As I have said before, not so long ago a referendum would have been thought unthinkable. Now we are conducting one. Then we were threatened this is a no-return poll. Again, total nonsense. If in 10 years’ time Britain feels it made an emotional mistake voting for Brexit I am certain that Europe would be more than happy to readmit “moneybags” Britain.
Both sides have been trading falsehoods about Brexit or Remaining in the EU. And I fear much more is yet to be revealed. But my concern is to set the record straight. If the UK government’s leaflet would not tell people which way to vote but just lay out the facts for and against, it would give people what they definitely need – clarity to judge.

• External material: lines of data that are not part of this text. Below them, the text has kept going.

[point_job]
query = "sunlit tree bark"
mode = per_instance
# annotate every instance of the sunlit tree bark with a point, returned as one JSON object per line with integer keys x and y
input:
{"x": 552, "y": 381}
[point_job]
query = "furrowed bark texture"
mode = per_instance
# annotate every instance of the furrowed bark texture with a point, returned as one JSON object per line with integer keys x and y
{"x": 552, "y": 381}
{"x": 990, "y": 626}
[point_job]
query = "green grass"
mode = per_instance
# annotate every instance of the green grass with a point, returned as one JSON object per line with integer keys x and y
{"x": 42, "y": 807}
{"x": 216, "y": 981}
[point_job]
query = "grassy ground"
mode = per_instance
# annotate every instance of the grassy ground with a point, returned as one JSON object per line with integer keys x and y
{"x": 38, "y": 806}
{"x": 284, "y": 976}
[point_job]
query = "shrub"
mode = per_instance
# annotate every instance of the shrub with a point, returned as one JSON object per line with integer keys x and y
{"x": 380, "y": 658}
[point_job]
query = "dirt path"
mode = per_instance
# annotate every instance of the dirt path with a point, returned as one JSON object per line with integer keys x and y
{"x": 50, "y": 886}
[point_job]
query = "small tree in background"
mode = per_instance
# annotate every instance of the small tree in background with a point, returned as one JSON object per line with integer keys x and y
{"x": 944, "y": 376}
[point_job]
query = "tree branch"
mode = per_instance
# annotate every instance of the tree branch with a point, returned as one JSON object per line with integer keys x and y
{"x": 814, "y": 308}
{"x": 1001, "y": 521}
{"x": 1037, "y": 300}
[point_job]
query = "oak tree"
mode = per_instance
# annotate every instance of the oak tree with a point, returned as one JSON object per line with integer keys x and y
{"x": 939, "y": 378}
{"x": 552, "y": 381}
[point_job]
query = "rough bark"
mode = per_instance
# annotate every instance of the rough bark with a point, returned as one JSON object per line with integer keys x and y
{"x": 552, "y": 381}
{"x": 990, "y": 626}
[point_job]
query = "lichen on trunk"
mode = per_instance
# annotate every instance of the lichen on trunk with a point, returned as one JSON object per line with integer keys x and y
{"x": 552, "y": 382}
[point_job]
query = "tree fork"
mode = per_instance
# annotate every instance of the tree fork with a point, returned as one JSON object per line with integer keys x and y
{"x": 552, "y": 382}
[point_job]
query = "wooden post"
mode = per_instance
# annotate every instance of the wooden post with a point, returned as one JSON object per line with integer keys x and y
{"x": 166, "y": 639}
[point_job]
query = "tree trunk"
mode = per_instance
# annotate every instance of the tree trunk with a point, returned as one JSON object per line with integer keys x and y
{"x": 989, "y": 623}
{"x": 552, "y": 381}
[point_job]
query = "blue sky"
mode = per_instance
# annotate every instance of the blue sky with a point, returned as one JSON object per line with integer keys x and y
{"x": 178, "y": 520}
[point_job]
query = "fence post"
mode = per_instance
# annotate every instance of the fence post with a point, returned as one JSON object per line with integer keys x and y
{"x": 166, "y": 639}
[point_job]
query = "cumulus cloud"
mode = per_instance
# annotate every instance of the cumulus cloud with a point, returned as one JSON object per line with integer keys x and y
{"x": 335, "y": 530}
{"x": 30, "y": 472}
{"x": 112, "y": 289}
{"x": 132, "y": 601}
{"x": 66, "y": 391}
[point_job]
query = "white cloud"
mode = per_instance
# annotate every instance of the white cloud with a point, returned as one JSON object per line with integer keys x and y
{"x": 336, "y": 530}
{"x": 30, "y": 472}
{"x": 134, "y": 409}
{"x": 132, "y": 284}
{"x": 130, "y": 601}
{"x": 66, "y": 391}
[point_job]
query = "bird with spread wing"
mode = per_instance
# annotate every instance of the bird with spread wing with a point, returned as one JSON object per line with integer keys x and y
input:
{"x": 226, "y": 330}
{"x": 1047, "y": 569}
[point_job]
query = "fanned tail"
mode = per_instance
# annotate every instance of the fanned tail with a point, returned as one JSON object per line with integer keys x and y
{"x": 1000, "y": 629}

Yet as we have seen with the Scottish Referendum, another bungled voting process right there, voters don’t know the facts and will almost certainly vote with their emotions. It wasn’t necessarily good for the Scottish vote in 2014 and I daresay won’t be good for the EU vote this year either.
You might have noticed that I have taken shots at the Remaining in the EU side. Why not poke the Brexit Brigade too? After all, I readily admit both sides trade propaganda.
Very true but I have always believed it is easier for the status quo to defend themselves. They are able to pass on propaganda as official facts whereas those seeking Brexit are mere amateurs and inexperienced zealots. In a way the status quo has a more chilling authority about themselves.
Indeed that was why in 2014 I was far more critical of the Better Together side than those seeking Scottish independence.
Whatever my own convictions in the matter, I really take offence at any “charade” made of democracy. It is no good Cameron feeling smug that he has hoodwinked the Scots into staying in the union, and now hoodwinking voters into staying in the European Union. It is not about getting people to vote the way he or Nigel Farage or Jeremy Corbyn want. It is about allowing real democracy so that people, armed with facts, can make their own voices heard. That is the real notion of democracy and accountability for it.
As I said with Scotland, I say again with the EU. I really don’t mind what the country decides, so long as it is based on an honest appraisal. And yet we can see that is not going to be allowed to happen. People must not be allowed to have their voice within heard. How utterly depressing is that?